Our mock fight over and all of us suffering from uncontrollable fits of giggles, I turned to Emmanuel. "Please tell me that you do not really think I could pass for ten," I said, looking down at myself. True, I was quite short for my age and starvation-thin, but I did not have the figure of a ten-year-old. Nor, I hoped, the face.
"It was only in jest," he said, trying to reassure me. "I am surprised that they fell for it. But do you not see, Clara, that without thinking you were too young and our companions too old, you would have been in grave danger of their bad behaviour extending to you?"
"Of course. You are right. I should have realised." Truth be told, I did know that that was why he had said such a thing, but it was a little offensive even so. After all, looking younger when you are five-and-thirty is one thing, but somebody of fifteen summers never wants to resemble a child.
"Clara, Clara," said Annette, wiping the laughter tears from her eyes. "At least he did not say you were thirty!"
"That is of some consolation," I agreed. "Emmanuel, next time ... please warn us before you say such a thing, or we may lose control when we are still in the hearing of such soldiers." Without even realising I had taken on the air of a fine lady. It must have been the company, for I had never before spoken with such grace and such a smart accent. On the contrary, my words before had been the language of the gutter.
"I hope there will not be a next time," he said soberly. "France is broken enough without such sinful men as those." We all bowed our heads, feeling the seriousness of the moment and taking it to our hearts.
Annette suddenly broke the silence. "Anyway, we've got past them, haven't we?" she said, always one to look on the bright side of life. At least, that was the impression I had had of her until now. I knew that there was sadness in her past, but that was something we all shared. Tragedy was no stranger to la Bande Blanche.
"And we are in the city," I said. "Got there at last, hein?"
"Clara!" Marie sounded scandalised. "Please, don't let me ever catch you using such common language again. You are not a young man, who only needs words for shouts and brawls in pubs!"
"All I said was 'eh'," I objected. "It's not a big deal."

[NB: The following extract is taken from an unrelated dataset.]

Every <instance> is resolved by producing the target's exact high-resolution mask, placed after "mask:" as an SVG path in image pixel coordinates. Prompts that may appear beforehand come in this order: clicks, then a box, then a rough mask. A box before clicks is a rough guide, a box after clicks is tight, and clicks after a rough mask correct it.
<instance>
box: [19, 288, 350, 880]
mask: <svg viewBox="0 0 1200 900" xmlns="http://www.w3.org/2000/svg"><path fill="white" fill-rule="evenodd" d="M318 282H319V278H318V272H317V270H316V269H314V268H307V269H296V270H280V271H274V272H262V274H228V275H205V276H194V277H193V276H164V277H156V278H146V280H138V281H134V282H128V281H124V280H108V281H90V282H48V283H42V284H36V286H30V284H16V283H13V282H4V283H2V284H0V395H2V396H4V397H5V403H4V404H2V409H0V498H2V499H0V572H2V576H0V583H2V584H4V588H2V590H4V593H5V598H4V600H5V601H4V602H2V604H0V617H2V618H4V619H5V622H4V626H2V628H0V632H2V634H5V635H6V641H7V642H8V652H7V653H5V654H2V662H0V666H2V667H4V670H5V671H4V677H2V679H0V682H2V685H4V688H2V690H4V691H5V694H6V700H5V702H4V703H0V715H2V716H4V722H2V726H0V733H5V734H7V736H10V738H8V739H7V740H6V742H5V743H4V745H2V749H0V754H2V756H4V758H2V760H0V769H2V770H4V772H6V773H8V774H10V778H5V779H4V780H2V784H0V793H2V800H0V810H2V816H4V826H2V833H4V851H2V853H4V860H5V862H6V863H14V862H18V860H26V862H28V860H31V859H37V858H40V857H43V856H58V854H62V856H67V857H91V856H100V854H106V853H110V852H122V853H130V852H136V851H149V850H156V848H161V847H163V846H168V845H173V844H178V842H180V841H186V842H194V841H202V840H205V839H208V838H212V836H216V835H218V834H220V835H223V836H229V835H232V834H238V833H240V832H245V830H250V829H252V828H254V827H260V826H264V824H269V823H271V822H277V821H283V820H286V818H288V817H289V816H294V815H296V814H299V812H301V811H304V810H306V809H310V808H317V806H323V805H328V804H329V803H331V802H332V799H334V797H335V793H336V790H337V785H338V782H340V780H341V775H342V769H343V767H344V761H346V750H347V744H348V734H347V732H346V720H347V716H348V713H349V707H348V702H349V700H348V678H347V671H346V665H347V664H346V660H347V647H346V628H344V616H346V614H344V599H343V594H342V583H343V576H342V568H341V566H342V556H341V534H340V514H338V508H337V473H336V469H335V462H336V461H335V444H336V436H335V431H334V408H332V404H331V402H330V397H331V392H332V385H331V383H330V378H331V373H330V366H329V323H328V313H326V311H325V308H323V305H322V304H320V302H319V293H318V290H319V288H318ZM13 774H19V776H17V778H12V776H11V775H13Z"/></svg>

"It's not ladylike." She frowned. "Now that we are in the city, I'd like you to play the part. We may have to pretend to be sisters and so we need to seem to be from the same background. 'Eh' indeed!"
"Yeah, because we so look like we're from the same background," I said, looking at our clothes, and subconsciously lapsing back into the language of other people my age. Short, rebellious and angry. But we could hardly be sisters when I was in a thrice-mended skirt over a rag of a petticoat, with rips in my blouse that the bodice hardly covered and with hair hanging loose without a ribbon.
"Hush, Clara. We would get you some new clothes if we could. You know the Blanche needs our money for other things."
Yes, but a lack of providing for its members might be its downfall, if it meant that we were discovered.